Federal Judge Dismisses Trump’s Election Lawsuit in Wisconsin
President Donald Trump looks on during a ceremony in the Oval Office of the White House in Washington on Dec. 7, 2020. Saul Loeb/AFP via Getty Images
Updated:

A federal judge on Saturday dismissed President Donald Trump’s lawsuit in Wisconsin that sought to declare election officials had acted unconstitutionally during the 2020 presidential election.

U.S. District Judge Brett Ludwig, a Trump appointee, declined to rule in favor of Trump, opining that the president had failed to show Wisconsin election officials had violated his right under the Electors Clause in the U.S. constitution.

Instead, Ludwig said he found that Wisconsin’s presidential electors were being chosen “in the very manner directed by the Legislature,” as required by the constitution.

The president filed the lawsuit against the Wisconsin Election Commission (WEC) and other state officials on Dec. 2, alleging that they violated the constitution when the WEC issued guidance on “missing or incorrect absentee ballot witness certificate addresses, voters claiming indefinitely confined status, and absentee ballot drop boxes.”

The lawsuit argues that WEC lacked the power to issue guidance that violated the state’s own election laws as passed by the Wisconsin state legislature.

To remedy the situation, Trump asked the court to declare that election officials had violated the constitution and to order the Wisconsin Legislature to provide appropriate relief pursuant to Article II, Section 1.2 in the constitution.
“Plaintiff’s requests for relief are even more extraordinary,” Ludwig wrote in his opinion (pdf).

He concluded that the president’s claims that election officials violated the Electors Clause “fail as a matter of law and fact.”

“This is an extraordinary case. A sitting president who did not prevail in his bid for reelection has asked for federal court help in setting aside the popular vote based on disputed issues of election administration, issues he plainly could have raised before the vote occurred,” the judge wrote. “This Court has allowed plaintiff the chance to make his case and he has lost on the merits.”

This comes on the same day the Wisconsin Supreme Court heard a separate election case filed by the president against Democratic presidential nominee Joe Biden.

Trump attorney Jim Troupis faced a barrage of questions about his claims from both liberal and conservative justices on the bench. That case asks the court to toss more than 221,000 absentee ballots, including his own, saying they were cast fraudulently based on incorrect interpretations of the law by elections officials.

“What you want is for us to overturn this election so that your king can stay in power,” said liberal Justice Jill Karofsky. “That is so un-American.”

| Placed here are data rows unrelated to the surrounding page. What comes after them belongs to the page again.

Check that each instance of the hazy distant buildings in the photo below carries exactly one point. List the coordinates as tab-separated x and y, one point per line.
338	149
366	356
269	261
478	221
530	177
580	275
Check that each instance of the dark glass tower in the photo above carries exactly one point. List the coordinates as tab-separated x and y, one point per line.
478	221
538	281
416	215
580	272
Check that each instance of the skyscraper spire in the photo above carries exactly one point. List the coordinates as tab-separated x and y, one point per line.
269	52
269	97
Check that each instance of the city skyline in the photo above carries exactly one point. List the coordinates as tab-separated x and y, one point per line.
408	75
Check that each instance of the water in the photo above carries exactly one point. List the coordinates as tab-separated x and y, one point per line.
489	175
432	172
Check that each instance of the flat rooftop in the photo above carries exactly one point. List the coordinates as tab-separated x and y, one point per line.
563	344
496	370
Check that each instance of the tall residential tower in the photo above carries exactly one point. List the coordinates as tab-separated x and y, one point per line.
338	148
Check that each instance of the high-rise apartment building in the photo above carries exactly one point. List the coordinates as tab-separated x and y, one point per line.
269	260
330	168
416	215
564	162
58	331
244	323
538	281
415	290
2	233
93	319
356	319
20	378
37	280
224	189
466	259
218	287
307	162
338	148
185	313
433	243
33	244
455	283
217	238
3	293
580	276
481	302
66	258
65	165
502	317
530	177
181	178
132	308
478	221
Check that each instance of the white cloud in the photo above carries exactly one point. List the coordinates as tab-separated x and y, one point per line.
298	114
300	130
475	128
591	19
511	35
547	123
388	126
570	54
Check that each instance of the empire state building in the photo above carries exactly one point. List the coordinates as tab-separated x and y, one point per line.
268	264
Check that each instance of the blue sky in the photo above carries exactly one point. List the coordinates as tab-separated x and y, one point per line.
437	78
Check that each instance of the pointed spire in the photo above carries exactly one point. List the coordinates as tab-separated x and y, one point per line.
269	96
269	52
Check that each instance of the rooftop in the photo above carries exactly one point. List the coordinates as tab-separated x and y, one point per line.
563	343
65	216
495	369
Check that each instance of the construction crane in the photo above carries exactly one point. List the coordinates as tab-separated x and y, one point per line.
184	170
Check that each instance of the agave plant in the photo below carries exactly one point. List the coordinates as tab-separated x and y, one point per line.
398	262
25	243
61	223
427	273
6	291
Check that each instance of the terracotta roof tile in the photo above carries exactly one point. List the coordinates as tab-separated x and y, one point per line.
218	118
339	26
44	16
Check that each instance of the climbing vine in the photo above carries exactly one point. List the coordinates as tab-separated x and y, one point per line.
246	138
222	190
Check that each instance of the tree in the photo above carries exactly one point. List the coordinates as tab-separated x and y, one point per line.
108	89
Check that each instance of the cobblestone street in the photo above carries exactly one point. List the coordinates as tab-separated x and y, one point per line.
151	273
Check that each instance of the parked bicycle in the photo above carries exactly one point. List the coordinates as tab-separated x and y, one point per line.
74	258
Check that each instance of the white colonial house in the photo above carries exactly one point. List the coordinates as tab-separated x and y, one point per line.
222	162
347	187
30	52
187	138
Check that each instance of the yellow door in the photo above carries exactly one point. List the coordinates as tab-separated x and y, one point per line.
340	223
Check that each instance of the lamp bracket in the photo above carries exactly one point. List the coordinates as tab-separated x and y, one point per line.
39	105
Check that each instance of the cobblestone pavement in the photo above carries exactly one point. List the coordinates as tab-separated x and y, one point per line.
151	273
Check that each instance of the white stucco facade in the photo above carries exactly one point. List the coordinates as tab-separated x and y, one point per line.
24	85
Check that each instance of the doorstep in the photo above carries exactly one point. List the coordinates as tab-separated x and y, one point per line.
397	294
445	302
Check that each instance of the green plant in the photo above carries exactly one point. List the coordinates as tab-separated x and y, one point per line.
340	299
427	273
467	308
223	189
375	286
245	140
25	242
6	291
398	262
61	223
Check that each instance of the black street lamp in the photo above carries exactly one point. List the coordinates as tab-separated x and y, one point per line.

Meanwhile, conservative justices appeared to be sympathetic to some issues raised by Trump but also questioned how they could fairly disqualify ballots only in the two counties where Trump sought a recount and not other counties where the same procedures were followed.

Biden attorney John Devaney said tossing any ballots in just those two counties would be a violation of the constitution’s equal protection clause.

He asked the court to rule before Monday, when Wisconsin’s ten Electoral College votes are scheduled to be cast for Biden. Trump asked for a ruling before Jan. 6, the day Congress counts the Electoral College votes.

The cases are cited as Trump v. The Wisconsin Elections Commission (2:20-cv-01785) and Trump v. Biden (2020CV007092).
The Associated Press contributed to this report.